“O governo Lula acabou pondo a si próprio em uma enrascada”, resumiu Rubens Barbosa, ex-embaixador do Brasil em Londres e em Washington, sobre a crise que envolve a Venezuela. De acordo com Barbosa, o Executivo brasileiro errou em dois posicionamentos: o de enviar o assessor especial Celso Amorim para Caracas e o de aguardar a divulgação das atas de votação pelo Conselho Nacional Eleitoral (CNE), um órgão controlado pelo chavismo.

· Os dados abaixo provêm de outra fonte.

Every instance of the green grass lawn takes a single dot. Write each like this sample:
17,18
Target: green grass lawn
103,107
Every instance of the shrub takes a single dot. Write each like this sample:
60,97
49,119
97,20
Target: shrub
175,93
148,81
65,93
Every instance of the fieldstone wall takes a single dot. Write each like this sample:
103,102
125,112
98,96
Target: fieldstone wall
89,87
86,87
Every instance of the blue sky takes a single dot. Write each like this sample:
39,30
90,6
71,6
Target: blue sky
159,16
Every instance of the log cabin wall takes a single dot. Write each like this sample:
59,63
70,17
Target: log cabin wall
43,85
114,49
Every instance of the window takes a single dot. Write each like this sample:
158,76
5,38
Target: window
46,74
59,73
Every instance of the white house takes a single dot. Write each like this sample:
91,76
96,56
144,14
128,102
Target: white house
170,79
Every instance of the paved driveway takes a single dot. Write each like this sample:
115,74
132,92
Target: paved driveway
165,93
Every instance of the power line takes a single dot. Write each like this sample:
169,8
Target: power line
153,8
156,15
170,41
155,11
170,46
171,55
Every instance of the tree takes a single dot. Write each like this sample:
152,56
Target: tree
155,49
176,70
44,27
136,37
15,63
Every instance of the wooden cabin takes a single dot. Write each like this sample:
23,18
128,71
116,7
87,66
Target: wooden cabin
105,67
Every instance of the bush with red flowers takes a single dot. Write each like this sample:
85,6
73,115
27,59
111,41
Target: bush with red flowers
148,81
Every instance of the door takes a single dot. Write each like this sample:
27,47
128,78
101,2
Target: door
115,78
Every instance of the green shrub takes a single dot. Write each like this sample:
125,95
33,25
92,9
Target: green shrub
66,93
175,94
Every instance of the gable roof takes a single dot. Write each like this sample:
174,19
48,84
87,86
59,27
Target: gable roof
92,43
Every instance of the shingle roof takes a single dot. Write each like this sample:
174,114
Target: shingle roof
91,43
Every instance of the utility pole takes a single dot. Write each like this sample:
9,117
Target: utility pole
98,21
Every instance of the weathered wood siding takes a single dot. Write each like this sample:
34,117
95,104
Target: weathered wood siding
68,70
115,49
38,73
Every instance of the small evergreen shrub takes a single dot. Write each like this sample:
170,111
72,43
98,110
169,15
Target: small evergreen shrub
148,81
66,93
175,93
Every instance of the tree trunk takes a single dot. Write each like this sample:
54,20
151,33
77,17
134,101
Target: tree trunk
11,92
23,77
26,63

Para Barbosa, o Executivo está em uma “situação muito difícil”, inclusive, por “afirmações complicadas” ao declarar que não iria endossar a narrativa da fraude, mas que a eleição ocorreu com tranquilidade. “Resumidamente, o Brasil está prisioneiro da sua própria decisão de aguardar as atas para poder se pronunciar”, constatou o ex-embaixador.
A seguir, os principais trechos da entrevista.
Como o senhor avalia o processo eleitoral na Venezuela até agora?
Quando a Venezuela assinou o Acordo de Barbados, no ano passado, ela se comprometeu a fazer uma eleição transparente. Mas, logo depois da negociação, o regime começou a praticar uma série de abusos que sinalizavam um processo eleitoral turbulento. A ditadura prendeu opositores e inabilitou prefeitos que discordam do regime, incluindo a principal candidata da oposição, Maria Corina Machado. Já durante o processo eleitoral, venezuelanos que moram no exterior foram impedidos de votar. Portanto, não houve lisura. Com a proclamação do vencedor, logicamente, a oposição questionou o resultado. Nesse ínterim, Celso Amorim, assessor especial da Presidência para Assuntos Internacionais, estava em Caracas para acompanhar a disputa. Na sequência, o governo brasileiro adotou como política o reconhecimento do resultado da eleição apenas depois da divulgação das atas. Penso que essas duas medidas foram equivocadas por parte do nosso Executivo.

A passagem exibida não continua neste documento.